The evidence produced by plaintiff was, in our judgment, sufficient to justify the trial court in submitting the cause to the jury, and to sustain the verdict. Plaintiff was not required to make proof of the causal connection, or that the death of the cattle was due to the drinking of salt water produced from defendants’ wells, to a degree beyond all doubt.

In Mid-Continent Petroleum Corp. v. Miller, 183 Okla. 27, 79 P. 2d 804, we said:

“In a civil case all that the plaintiff is required to prove in order to establish causal connection between defendant’s negligence and plaintiff’s injury is to make it appear more probable that the injury came in whole or in part from the defendant’s negligence than from any other cause, and this fact may be established from circumstantial evidence.”

While plaintiff’s evidence does not establish beyond all doubt or question that his cattle died from drinking salt water contained in the stream and produced from the wells of defendants, it appears to us that when his evidence showed that the creek was the sole source of water supply and that the water was salty, that the defendants’ wells were the only source from which salt water could get into the creek, and that examination of his cattle by the veterinary in 1946 showed that the death of one had been caused by salt water and that the others were suffering from the effects of drinking salt water, the conclusion is almost inescapable that the death of and injury to plaintiff’s cattle was occasioned by their drinking salt water escaping into the stream from defendants’ wells. The evidence in the case is similar to that produced in Mid-Continent Petroleum Corp. v. Miller, supra; Helmerick & Payne v. Green, 183 Okla. 164, 80 P. 2d 573, and Atlantic Refining Co. v. Fulsom, 185 Okla. 357, 91 P. 2d 758. In all those cases we held that although the testimony did not establish directly that the cattle died as the result of drinking from the stream, it was sufficient to require the submission of the case to the jury, and to sustain the verdict for plaintiff.

Defendants rely strongly upon Prest-O-Lite Co., Inc., v. Howery, 169 Okla. 408, 37 P. 2d 303, and Shell Petroleum Corp. v. Worley, 185 Okla. 265, 91 P. 2d 679. The evidence in these cases, however, failed in some vital respects, and no such failure appears in the evidence of the plaintiff in the instant case. Thus in Shell Petroleum Corp. v. Worley, supra, there was no evidence that plaintiffs pecan trees died from the effects of salt water, but the evidence tended to show that their death might have resulted from several other causes, and the experts produced by defendants testified that an analysis of the soil on plaintiff’s land showed only a normal salt content,. and that the salt content in the water was too weak to kill, or even injure the pecan trees.

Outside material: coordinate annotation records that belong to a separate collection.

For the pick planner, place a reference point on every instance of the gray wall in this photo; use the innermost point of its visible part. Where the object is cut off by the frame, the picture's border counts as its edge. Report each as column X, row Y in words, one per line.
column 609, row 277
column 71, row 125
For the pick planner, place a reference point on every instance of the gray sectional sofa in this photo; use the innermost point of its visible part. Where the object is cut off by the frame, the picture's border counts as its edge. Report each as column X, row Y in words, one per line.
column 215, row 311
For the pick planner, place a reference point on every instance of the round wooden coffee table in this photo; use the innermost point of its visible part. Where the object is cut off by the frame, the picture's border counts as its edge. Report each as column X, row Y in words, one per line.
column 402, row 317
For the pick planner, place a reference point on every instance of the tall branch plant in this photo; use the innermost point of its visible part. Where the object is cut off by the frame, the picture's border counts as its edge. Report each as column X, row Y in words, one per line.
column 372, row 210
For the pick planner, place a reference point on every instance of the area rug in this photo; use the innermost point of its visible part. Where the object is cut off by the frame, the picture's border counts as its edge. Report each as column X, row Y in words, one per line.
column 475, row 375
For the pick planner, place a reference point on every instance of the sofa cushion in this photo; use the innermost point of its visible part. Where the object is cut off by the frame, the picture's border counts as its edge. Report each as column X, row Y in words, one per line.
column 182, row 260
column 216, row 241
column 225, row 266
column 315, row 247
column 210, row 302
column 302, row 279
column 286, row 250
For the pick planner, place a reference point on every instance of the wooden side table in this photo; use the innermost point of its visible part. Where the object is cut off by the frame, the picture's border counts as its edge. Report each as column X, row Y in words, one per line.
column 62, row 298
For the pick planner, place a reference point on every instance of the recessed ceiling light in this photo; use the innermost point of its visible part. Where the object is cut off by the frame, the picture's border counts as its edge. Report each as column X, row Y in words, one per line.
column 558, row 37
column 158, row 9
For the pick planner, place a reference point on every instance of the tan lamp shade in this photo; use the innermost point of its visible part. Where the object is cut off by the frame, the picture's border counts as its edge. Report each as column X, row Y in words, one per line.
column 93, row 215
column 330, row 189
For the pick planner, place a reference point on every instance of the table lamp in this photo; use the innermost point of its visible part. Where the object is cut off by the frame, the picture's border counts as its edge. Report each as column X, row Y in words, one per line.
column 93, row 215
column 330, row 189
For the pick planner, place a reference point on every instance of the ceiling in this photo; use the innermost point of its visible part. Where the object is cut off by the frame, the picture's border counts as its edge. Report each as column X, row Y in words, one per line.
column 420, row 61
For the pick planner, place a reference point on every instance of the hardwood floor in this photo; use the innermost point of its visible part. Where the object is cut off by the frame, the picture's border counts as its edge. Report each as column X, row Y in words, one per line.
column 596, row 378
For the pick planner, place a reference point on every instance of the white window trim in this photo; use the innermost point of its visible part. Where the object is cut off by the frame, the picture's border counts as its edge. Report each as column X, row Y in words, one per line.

In Prest-O-Lite Co., Inc., v. Howery, supra, the evidence did not show that the water in the stream contained any injurious substance, or that the death of the chickens and stock was occasioned by drinking the water from the creek. In that case we stated that it was noted that no proof was offered by plaintiff to show that the substances mentioned in his petition, or any other deleterious substances, were present in the water during the time the damages were incurred. In the instant case plaintiff testified that the water was salty in 1945 and 1946, and that he complained in each of. these years to the man in charge of the leases, and that on the last occasion when he complained he saw salt water escaping into the creek. In view of this evidence and of the testimony of the veterinary that the cattle he examined had been affected by drinking salt water, the trial court did not err in submitting the cause to the jury, and the evidence was sufficient to sustain the verdict.

Defendants next contend that there is no competent proof upon which to fix the amount of damages for the reason that the dates of some of the alleged losses sustained by plaintiff were not given, and for the further reason that the testimony does not show the escape of salt water from defendants’ wells prior to 1946. Since plaintiff only claimed damages for injury.to his cattle during the years 1945 and 1946, and since he admittedly complained in both of those years of the escape of salt water into the creek, causing damage to his cattle, we are unable to agree with this contention of defendants.

Lastly, defendants contend that the testimony of the plaintiff and three of his witnesses, that on the day before the trial they saw salt water running from the wells of defendants in to the creek, was incompetent, irrelevant and immaterial and that the trial court erred in admitting it. This evidence was offered by plaintiff solely for the purpose of impeaching the testimony of the defendant V. V. Thompson, who testified that salt water never escaped from defendants’ lease into the creek in question, and the trial court instructed the jury that it was to be considered for that purpose only. The admission of this testimony for that purpose was not erroneous.

Affirmed.

DAVISON, C.J., ARNOLD, V. C. J., and WELCH, CORN, HALLEY, JOHNSON, and O’NEAL, JJ., concur.